Ancak Türk devleti asırlardır olduğu gibi kendi rüzgârını yine mayalandığı öz benliğinden, köklerinden, mayasından çıkarıp atasından aldığı ilhamla hareket etmeye başladığında önemli bir eşik aşılmış demektir!
Her zaman atılacak ilk adım en riskli ve en kararlı adımdır! İlk adım atıldıktan sonra gerisi gelecek ve Türk milleti atılan ilk kararlı adımları takip edecektir.
Arif Nihat Asya’nın “Fetih Marşı” şiirinde ifade ettiği gibi: “Delikanlım, işaret aldığın gün atandan/Yürüyeceksin... Millet yürüyecek arkandan !”
Türkiye, Türk dünyası ve insanlık adına ilk adımı atmış, ilk adım atılmış ve kuruluş devrini tamamlamanın son dönemini yaşamaktadır.
Türk dünyası sancılı, sıkıntılı, dram, acı ve kaos dolu en uzun geçen yüzyılın eşiğinden geçmek üzeredir.

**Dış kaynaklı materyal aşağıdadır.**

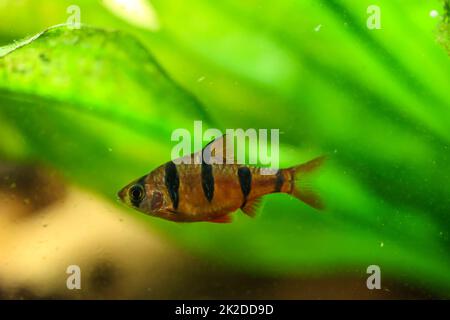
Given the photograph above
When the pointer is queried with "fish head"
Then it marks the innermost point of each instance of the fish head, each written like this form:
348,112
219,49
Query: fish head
145,195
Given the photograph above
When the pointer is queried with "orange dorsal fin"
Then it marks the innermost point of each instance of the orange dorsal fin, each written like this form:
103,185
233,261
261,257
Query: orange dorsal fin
222,219
251,207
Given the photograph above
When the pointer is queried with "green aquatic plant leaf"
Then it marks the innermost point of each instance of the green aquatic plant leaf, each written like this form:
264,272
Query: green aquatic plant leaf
95,105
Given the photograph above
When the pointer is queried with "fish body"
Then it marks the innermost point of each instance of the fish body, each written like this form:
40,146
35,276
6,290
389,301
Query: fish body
192,192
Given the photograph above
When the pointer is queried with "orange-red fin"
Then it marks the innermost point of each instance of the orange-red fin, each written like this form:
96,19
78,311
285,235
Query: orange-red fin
303,188
222,219
251,207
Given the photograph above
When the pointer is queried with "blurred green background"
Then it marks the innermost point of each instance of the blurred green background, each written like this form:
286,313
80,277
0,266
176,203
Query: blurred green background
98,105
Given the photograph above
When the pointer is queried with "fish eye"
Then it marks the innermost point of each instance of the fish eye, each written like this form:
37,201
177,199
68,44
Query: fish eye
157,200
136,193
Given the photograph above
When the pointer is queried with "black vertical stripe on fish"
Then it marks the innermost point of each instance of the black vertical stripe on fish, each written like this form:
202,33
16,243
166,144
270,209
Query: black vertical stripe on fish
279,180
207,181
172,182
245,180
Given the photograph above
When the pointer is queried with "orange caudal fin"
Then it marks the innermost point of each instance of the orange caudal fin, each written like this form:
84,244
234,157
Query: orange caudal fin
303,188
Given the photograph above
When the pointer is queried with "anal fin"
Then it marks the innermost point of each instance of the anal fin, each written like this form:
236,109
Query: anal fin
251,207
222,219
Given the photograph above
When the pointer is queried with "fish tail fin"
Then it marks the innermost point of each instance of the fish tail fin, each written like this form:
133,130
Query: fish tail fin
301,182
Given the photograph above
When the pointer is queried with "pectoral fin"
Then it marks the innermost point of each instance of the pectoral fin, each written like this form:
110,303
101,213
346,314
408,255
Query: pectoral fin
222,219
251,207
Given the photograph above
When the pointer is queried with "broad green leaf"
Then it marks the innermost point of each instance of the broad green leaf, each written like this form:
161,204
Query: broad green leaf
93,107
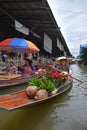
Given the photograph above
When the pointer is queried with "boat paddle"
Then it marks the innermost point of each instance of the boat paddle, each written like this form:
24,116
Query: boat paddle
68,73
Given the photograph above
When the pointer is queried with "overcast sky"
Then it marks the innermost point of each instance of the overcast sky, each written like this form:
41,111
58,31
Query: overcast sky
71,16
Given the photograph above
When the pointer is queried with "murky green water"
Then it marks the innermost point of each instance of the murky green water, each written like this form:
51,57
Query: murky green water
66,112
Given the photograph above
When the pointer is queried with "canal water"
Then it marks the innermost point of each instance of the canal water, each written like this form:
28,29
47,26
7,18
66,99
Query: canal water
66,112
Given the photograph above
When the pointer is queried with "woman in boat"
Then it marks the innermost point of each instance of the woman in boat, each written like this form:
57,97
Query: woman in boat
11,68
62,64
28,68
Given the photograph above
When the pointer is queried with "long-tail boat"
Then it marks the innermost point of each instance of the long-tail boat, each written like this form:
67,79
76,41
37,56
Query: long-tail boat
20,99
13,80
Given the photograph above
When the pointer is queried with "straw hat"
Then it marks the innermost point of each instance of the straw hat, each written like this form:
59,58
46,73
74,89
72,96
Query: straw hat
61,58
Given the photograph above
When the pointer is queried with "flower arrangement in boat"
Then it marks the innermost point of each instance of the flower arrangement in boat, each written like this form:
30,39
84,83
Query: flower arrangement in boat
48,83
56,77
50,79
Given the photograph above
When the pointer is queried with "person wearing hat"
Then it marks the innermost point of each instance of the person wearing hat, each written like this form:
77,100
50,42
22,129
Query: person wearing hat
26,69
62,64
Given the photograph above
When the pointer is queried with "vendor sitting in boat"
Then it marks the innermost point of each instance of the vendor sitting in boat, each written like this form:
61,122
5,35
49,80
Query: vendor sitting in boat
62,64
12,69
27,68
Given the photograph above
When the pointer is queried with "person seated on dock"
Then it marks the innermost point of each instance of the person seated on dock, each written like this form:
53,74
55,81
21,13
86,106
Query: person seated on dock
11,69
62,64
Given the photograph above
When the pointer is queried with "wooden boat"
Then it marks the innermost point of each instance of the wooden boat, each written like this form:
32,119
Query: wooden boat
12,80
20,99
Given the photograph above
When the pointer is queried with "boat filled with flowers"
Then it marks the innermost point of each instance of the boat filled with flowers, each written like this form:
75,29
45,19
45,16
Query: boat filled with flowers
50,84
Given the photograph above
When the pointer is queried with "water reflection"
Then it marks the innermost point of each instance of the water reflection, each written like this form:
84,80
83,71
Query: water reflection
66,112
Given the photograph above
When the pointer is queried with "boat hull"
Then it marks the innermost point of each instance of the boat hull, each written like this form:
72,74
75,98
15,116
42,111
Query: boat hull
4,83
20,99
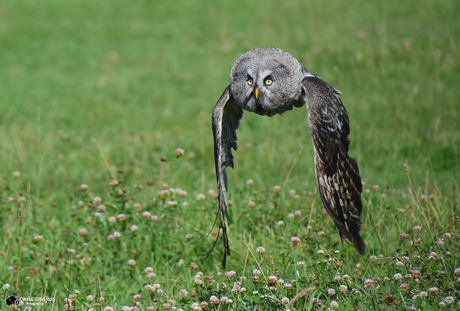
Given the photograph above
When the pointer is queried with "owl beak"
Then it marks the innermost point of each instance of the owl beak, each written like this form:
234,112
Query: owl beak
257,93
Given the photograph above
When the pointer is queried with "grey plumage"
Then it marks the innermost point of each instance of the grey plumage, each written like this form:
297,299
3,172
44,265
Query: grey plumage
269,81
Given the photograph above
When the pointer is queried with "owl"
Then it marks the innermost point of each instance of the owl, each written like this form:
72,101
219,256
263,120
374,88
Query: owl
270,81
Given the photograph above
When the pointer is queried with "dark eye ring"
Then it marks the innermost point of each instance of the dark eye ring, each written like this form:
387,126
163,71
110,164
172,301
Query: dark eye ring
268,82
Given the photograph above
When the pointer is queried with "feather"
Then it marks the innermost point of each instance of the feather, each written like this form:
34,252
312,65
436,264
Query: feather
226,117
339,182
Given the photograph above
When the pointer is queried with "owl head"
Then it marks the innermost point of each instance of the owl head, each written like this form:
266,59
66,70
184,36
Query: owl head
267,81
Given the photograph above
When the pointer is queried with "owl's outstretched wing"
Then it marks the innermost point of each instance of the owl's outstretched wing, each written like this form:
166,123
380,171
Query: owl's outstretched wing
226,117
339,182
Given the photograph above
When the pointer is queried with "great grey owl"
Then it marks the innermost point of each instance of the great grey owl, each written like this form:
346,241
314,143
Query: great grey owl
270,81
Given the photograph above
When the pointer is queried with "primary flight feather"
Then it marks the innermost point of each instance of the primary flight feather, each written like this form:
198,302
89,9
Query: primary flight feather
270,81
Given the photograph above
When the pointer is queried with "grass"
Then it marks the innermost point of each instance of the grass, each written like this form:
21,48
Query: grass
102,94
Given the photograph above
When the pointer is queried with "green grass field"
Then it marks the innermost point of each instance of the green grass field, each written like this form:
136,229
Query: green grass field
99,213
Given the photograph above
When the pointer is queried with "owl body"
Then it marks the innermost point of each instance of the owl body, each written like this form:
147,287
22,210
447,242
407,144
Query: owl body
267,81
270,81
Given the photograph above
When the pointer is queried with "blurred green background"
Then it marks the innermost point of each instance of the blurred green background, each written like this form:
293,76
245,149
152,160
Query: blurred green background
87,87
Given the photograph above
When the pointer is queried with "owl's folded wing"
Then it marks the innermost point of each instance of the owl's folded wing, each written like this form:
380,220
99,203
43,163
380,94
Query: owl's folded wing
226,117
339,182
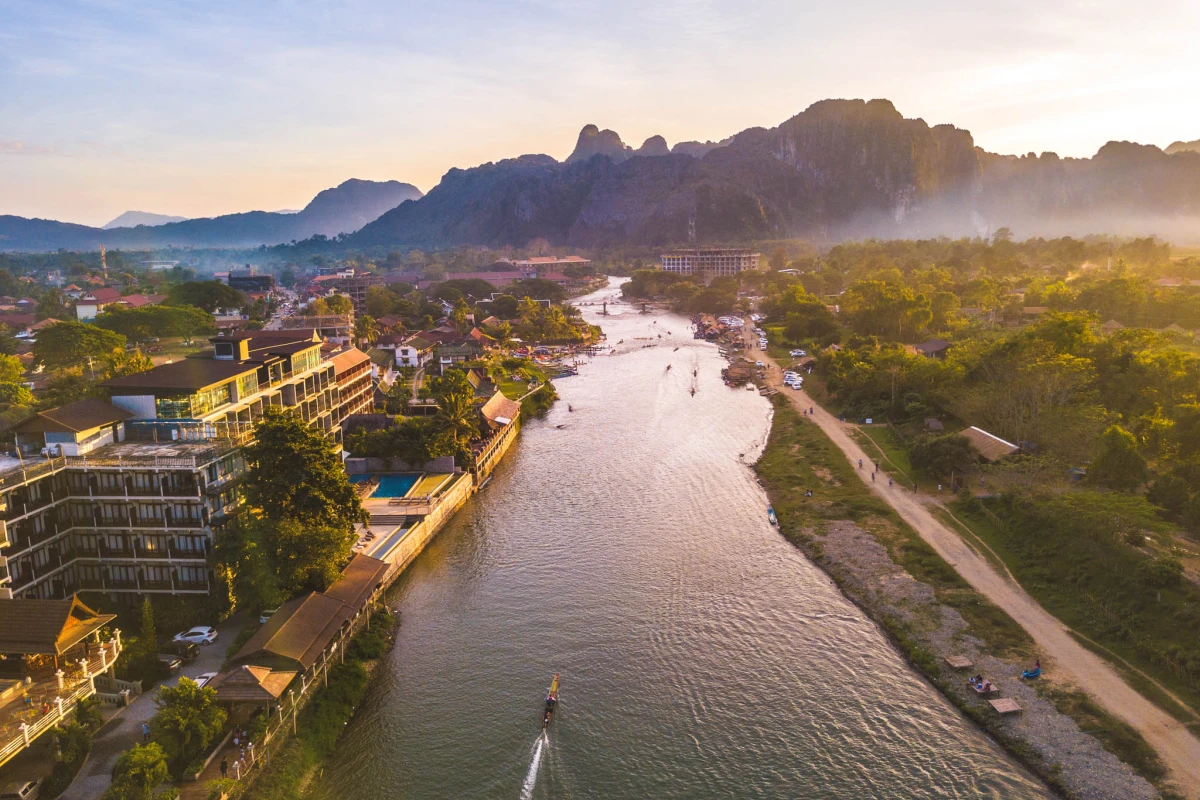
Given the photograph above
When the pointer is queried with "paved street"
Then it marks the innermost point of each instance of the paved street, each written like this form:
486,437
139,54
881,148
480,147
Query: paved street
125,731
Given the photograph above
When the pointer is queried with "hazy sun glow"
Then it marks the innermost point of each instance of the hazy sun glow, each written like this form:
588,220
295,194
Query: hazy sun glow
199,109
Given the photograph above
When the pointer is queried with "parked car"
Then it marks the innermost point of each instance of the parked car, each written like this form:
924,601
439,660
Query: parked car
174,663
198,635
185,650
21,791
203,679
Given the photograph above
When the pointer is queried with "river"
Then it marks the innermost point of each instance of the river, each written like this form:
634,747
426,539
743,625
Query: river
625,545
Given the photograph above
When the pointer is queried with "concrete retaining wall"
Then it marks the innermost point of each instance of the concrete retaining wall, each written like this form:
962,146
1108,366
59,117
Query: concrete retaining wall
360,465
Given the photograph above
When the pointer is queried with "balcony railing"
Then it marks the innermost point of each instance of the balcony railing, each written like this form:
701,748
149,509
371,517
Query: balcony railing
21,723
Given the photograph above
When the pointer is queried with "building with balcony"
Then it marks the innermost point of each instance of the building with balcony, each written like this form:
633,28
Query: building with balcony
709,262
127,497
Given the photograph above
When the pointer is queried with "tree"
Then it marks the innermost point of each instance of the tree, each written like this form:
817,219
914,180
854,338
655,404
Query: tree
379,301
942,456
456,407
1117,465
504,306
294,474
366,329
70,344
306,557
186,721
138,771
11,370
208,295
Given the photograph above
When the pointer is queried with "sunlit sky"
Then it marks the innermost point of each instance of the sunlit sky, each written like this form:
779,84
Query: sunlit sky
210,107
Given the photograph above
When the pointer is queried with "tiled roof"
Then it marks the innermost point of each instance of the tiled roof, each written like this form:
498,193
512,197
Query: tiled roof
989,446
247,684
499,409
358,581
46,626
297,632
75,417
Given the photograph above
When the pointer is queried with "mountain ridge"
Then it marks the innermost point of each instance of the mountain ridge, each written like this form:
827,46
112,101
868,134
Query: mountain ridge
342,209
840,168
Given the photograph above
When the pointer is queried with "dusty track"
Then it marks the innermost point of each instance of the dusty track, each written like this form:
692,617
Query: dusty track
1179,749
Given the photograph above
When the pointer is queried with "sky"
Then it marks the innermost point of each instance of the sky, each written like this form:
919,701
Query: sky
208,107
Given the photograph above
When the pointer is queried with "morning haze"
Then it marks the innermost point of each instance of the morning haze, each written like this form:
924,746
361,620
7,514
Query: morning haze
599,400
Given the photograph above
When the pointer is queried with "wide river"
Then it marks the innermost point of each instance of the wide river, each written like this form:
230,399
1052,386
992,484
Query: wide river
625,545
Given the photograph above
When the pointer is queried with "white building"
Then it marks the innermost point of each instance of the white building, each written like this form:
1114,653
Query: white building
709,262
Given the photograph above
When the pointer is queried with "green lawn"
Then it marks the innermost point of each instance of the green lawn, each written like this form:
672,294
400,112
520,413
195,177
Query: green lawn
1067,585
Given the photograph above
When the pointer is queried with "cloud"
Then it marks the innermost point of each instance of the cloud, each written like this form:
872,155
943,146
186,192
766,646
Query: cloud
13,148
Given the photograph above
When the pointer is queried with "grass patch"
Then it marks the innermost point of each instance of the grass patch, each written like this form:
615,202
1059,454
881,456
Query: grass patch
323,720
1091,587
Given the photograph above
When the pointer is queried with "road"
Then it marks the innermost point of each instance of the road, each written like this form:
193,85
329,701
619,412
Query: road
125,731
1177,747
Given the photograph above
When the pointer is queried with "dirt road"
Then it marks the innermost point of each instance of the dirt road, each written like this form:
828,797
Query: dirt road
1179,749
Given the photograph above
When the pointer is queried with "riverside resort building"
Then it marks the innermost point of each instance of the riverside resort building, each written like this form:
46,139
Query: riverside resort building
125,497
709,262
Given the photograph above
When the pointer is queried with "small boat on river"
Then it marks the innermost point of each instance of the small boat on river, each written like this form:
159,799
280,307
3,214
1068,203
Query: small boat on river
551,703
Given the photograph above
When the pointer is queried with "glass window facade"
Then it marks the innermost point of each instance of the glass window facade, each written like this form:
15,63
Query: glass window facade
193,405
247,385
305,360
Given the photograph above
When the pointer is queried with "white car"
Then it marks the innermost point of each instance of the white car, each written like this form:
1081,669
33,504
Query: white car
198,635
203,679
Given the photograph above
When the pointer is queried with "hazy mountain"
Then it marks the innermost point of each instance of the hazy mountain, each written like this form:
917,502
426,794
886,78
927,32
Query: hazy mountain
135,218
343,209
1180,146
839,168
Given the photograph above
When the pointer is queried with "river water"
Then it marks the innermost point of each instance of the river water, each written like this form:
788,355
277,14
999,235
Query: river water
625,545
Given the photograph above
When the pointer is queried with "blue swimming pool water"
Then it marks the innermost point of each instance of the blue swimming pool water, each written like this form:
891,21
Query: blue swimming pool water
390,486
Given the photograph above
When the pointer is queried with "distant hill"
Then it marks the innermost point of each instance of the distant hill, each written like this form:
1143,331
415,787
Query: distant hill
841,168
135,218
343,209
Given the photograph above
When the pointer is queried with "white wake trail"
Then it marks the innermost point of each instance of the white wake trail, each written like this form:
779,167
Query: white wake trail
532,777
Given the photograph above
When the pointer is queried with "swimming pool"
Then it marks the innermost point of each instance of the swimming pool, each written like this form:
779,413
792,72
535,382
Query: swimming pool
391,485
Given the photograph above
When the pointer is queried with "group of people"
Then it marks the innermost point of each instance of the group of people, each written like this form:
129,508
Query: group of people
981,685
245,753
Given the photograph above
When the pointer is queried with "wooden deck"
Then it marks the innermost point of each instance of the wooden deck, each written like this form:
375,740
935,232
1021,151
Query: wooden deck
1006,705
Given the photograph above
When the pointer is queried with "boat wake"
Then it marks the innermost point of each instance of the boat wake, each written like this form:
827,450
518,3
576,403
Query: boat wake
532,776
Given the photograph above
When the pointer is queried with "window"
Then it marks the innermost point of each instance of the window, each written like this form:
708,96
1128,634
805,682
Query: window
247,385
305,360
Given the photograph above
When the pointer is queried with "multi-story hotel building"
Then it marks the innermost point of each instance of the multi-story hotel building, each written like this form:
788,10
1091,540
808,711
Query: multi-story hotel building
126,497
709,262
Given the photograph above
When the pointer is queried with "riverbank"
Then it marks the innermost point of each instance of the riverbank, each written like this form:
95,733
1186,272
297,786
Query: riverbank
930,613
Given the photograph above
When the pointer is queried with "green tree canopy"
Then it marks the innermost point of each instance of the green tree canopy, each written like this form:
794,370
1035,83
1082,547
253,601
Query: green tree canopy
137,773
187,720
1117,463
139,324
208,295
69,344
293,473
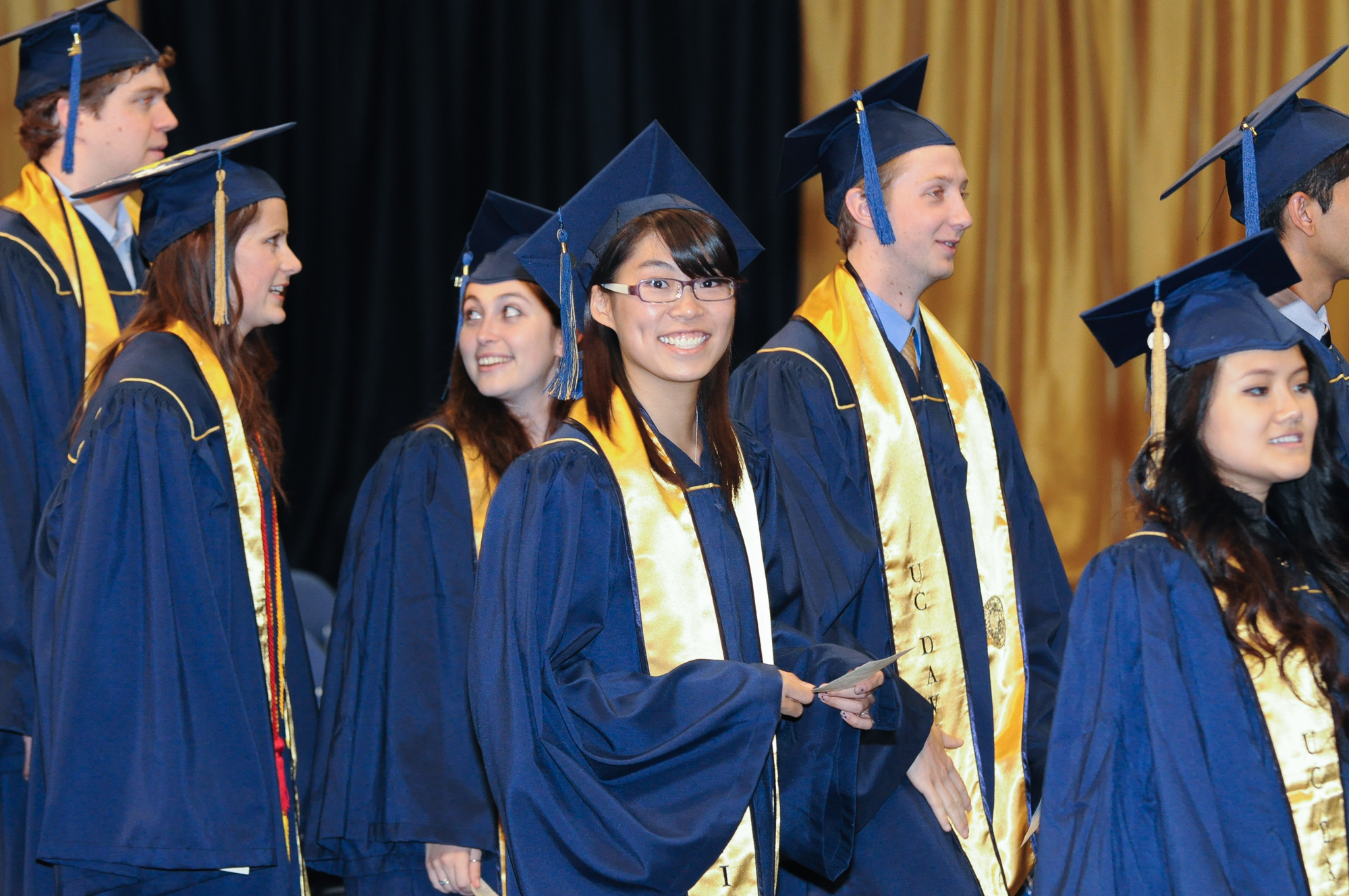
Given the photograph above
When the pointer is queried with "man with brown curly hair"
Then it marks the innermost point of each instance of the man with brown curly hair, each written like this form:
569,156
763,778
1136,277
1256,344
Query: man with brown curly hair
69,279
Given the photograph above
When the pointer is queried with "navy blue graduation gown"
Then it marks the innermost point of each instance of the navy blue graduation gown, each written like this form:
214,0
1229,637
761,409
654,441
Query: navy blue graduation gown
42,357
153,754
819,451
397,762
610,781
1162,778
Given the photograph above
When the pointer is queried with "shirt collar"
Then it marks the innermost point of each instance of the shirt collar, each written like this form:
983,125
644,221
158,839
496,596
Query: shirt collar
115,234
1316,323
893,325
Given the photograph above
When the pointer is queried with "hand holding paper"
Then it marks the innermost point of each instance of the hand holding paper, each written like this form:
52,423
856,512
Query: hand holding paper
860,674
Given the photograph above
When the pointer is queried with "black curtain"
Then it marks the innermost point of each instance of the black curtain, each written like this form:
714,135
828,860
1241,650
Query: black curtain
408,113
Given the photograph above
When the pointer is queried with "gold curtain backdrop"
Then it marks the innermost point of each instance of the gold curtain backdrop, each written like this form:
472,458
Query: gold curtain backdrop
1073,117
16,14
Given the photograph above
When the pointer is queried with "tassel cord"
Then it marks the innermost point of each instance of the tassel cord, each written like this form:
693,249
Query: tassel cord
221,295
1158,343
67,157
872,176
1250,183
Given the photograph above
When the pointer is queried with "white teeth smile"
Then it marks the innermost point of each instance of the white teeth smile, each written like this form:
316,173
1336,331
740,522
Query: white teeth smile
684,341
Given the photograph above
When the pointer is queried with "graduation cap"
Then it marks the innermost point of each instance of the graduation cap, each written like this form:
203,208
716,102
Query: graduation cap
182,192
849,141
649,175
1275,146
73,47
1204,311
501,227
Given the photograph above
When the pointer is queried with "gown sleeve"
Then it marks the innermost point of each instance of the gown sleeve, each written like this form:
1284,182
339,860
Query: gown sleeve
830,561
22,283
1043,593
151,759
1130,800
817,752
398,764
609,781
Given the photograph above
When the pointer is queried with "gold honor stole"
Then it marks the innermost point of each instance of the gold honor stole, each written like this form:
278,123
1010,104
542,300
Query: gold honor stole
262,558
918,582
679,613
1302,729
57,221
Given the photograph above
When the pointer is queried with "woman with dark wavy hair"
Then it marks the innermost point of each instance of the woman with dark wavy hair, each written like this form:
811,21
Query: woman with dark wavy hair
628,674
175,708
400,804
1200,725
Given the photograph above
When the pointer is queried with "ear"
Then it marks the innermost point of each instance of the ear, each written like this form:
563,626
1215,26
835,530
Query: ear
1304,214
601,308
858,208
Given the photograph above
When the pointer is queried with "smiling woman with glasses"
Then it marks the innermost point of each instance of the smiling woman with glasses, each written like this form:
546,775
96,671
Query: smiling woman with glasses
630,669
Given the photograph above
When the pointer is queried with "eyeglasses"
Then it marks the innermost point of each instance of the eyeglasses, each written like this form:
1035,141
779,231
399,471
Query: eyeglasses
663,291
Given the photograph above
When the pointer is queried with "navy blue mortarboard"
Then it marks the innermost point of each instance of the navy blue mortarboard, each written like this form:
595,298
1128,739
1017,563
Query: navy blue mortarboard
651,173
849,141
501,227
73,47
182,194
1204,311
1275,146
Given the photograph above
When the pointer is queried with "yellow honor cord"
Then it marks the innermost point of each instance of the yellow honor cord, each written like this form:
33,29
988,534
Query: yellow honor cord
1159,393
221,296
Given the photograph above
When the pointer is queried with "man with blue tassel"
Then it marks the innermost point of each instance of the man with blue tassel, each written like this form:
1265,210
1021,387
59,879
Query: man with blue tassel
914,515
1288,165
92,95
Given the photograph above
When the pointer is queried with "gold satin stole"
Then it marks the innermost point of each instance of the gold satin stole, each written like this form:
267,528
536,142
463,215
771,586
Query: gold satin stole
916,576
1302,731
58,223
679,615
248,497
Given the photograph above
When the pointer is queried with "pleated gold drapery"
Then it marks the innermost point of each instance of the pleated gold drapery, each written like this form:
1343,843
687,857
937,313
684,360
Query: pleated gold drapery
16,14
1072,117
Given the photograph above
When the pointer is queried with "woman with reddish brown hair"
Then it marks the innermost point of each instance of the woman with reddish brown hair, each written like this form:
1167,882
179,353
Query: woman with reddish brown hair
400,805
175,706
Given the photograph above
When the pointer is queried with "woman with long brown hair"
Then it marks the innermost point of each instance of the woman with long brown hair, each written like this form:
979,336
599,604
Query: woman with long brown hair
174,701
401,804
1200,727
621,659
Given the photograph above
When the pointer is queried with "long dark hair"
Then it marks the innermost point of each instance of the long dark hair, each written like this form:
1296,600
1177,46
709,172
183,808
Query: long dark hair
700,248
1252,565
486,423
178,287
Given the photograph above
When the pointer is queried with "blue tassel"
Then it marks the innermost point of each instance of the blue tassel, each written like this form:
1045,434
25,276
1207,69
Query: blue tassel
1250,186
567,383
462,283
67,159
875,196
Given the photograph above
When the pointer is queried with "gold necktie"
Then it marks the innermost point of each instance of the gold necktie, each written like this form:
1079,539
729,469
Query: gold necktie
911,353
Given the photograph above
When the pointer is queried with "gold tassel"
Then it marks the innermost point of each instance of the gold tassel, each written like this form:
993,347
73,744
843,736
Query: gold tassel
1158,343
221,298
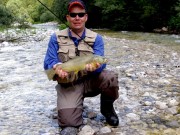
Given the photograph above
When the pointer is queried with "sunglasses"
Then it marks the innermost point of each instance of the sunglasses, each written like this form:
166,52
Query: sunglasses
73,15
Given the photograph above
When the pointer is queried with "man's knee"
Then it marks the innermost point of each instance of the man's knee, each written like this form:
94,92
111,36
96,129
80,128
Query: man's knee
109,84
70,117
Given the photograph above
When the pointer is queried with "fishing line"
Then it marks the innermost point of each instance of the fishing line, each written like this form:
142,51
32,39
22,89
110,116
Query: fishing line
60,20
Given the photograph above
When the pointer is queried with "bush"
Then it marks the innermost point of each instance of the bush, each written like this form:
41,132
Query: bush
46,17
174,23
6,17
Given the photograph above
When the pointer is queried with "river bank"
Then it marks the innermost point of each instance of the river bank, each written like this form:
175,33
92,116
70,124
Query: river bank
149,83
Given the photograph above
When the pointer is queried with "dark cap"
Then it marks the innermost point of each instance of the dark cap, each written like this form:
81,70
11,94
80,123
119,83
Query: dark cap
76,2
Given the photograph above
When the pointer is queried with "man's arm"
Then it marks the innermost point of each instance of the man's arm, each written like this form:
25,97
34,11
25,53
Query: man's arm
51,57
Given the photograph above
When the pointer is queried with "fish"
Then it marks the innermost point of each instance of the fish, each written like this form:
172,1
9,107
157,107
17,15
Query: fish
77,64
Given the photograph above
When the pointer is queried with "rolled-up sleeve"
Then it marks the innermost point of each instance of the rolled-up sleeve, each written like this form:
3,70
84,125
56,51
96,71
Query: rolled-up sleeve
51,57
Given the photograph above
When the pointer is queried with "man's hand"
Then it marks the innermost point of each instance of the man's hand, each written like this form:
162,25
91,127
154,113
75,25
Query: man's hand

Türk dünyası binlerce yıllık devlet, millet, tarih ve kültür mirasının üzerindeki yürüyüşünü bundan böyle ya daha emin adımlarla devam edecek ve bölgesinde gür sesi ve güçlü varoluşsal duruşuyla yeniden adalet, insanlık, üretim, barış, hukuk, ... her alanda insanlığın beklediği el, sığınacağı sine ve vicdanların sesi olduğunu gösterecektir.
İnsanını mankurtlaştıran eğitim, kültür ve hayat felsefelerinin aksine, öz güven ve şahsiyet aşılayan bir devletin politikalarıyla geleceğe daha kararlı, güvenle, emin adımlarla yürümek isteyen bir milletin varlığına inanmak hepimizin ortak hülyası ve beklentisidir!